Using the FreeBSD RACK TCP Stack

Using the FreeBSD RACK TCP Stack

If you don’t follow transport protocol developments closely you might not know that FreeBSD has more than one TCP stack and that TCP stacks are pluggable at run time. Since version 9.0, FreeBSD has had support for pluggable TCP congestion control algorithms, which are modelling on Linux’s pluggable congestion control. The framework was first released in 2007 by James Healy and Lawrence Stewart whilst working on the NewTCP research project at Swinburne University of Technology’s Centre for Advanced Internet Architectures, Melbourne, Australia.

Pluggable congestion control has enabled a lot of experimentation and advancement in how TCP reacts to changing network conditions. Pluggable congestion control has made it possible to test new congestion control algorithms in a non-binding way. Rather than having to make large sweeping changes to the TCP stack, it is instead possible to load a new FreeBSD kernel module that reacts to congestion events in new and different ways. This allows differing behaviors to be loaded dynamically rather than being controlled by compile time defined if statements. This has made the code much cleaner and has created a lot of flexibility when it comes to testing in development and for production.

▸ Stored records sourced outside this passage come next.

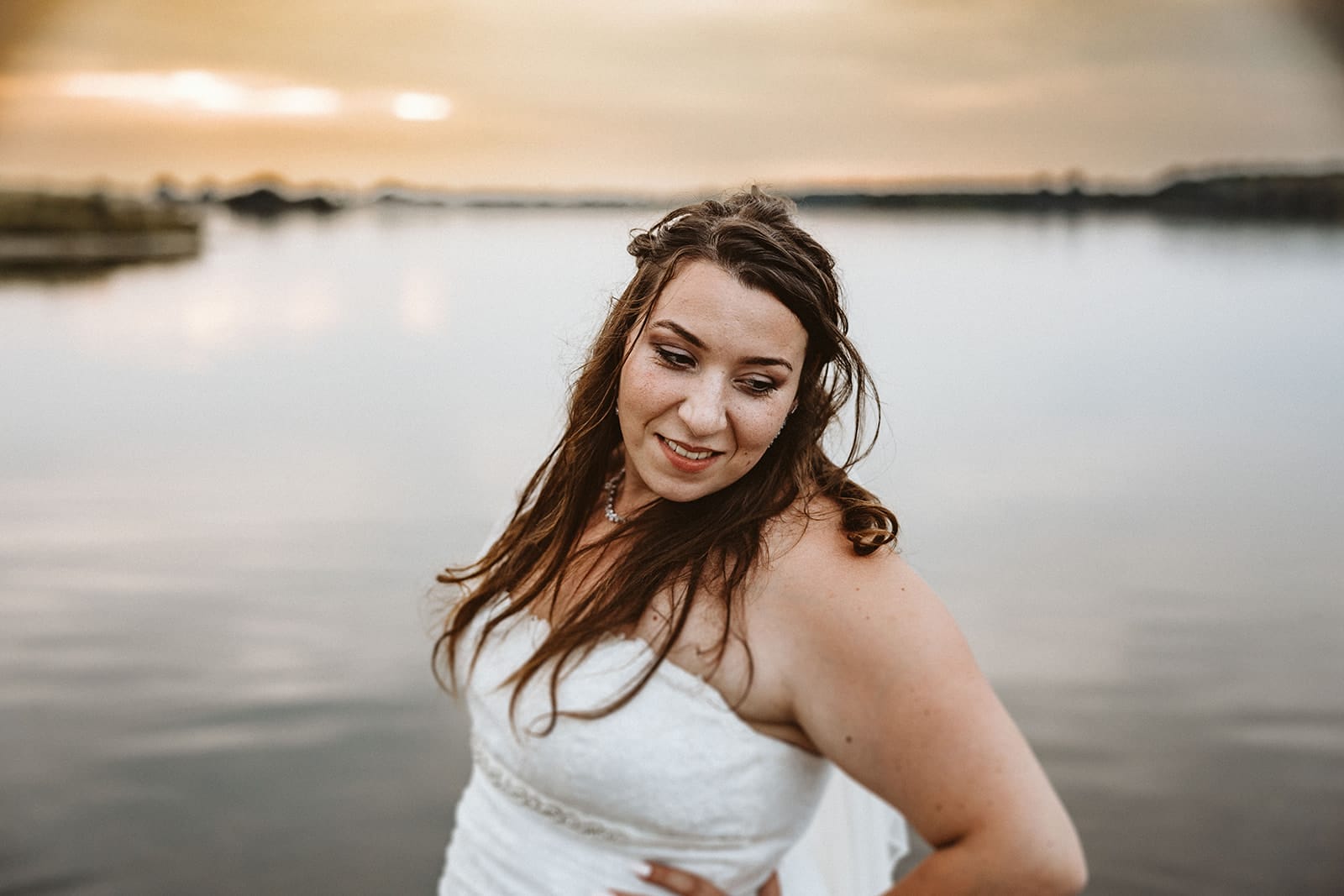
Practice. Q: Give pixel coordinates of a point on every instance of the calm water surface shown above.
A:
(226, 485)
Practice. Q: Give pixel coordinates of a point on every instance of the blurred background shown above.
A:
(291, 293)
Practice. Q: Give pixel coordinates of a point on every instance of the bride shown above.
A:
(694, 614)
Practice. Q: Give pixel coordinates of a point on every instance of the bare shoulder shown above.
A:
(817, 579)
(878, 678)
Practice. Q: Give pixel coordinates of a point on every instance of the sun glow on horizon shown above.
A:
(208, 93)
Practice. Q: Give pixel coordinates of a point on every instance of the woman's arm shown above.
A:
(885, 685)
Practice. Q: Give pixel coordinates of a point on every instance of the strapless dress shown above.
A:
(674, 777)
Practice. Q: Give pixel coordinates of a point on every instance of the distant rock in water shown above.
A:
(53, 231)
(265, 202)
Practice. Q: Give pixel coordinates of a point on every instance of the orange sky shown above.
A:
(647, 94)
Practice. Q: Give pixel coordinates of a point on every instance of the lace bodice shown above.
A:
(675, 775)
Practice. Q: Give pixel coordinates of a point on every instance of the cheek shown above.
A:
(644, 391)
(759, 426)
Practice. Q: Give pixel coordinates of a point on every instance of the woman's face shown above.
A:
(706, 385)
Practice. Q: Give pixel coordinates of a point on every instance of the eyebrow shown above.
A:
(699, 343)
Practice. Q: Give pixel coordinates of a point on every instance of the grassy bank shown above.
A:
(55, 230)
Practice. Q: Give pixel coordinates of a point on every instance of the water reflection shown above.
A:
(225, 488)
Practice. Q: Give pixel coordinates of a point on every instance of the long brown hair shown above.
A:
(703, 548)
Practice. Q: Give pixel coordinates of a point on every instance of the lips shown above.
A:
(689, 458)
(690, 452)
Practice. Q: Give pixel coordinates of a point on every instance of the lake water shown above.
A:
(226, 486)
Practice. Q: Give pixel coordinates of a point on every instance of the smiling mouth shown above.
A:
(680, 450)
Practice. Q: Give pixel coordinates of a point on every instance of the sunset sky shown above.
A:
(655, 96)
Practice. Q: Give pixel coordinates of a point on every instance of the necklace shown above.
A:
(612, 485)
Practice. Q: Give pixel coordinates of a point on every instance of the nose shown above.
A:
(703, 410)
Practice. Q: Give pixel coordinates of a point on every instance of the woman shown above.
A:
(694, 611)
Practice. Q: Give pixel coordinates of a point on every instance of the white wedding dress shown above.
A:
(675, 777)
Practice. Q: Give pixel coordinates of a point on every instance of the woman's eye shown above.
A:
(674, 359)
(759, 387)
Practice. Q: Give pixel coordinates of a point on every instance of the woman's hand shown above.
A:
(687, 884)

Since FreeBSD 12, FreeBSD has support pluggable TCP stacks, and today we will look at the RACK TCP Stack. The FreeBSD RACK stack takes this pluggable TCP feature to an extreme: rather than just swapping the congestion control algorithm, FreeBSD now supports dynamically loading and an entirely separate TCP stack. With the RACK stack loaded, TCP flows can be handled either by the default FreeBSD TCP stack or by the RACK stack.

A Little Background on TCP and Congestion Control

RACK or more properly RACK-TLP is a pair of algorithms that are designed to improve the performance of TCP when there is packet loss.

When sending, TCP must measure the network link to determine how much traffic can be carried by the network. This varies over time and the size of the estimate is controlled by the length of the path (the latency) and the path’s capacity or bandwidth. A classical TCP sender will exponentially increase the amount of traffic it sends into the network until the receiver indicates that the network is at capacity. This fast exponential growth period is frustratingly called TCPs ‘slow start’ phase.

Once the end of slow start has been detected, a TCP sender will save this value as a threshold to run slow start to, and move to a much slower growing additive increase. TCP will react to most recoverable loss signals by halving its sending rate, but to non-recoverable loss by reducing its congestion window down to 1 segment.

TCP uses packet loss, reordering, and duplicate acknowledgements as signals that indicate network congestion. As the internet is a best-effort delivery network, when the network is full it is designed to drop packets and so TCP uses this loss metric and stand-ins (duplicate acknowledgements) as signals that the network is too busy.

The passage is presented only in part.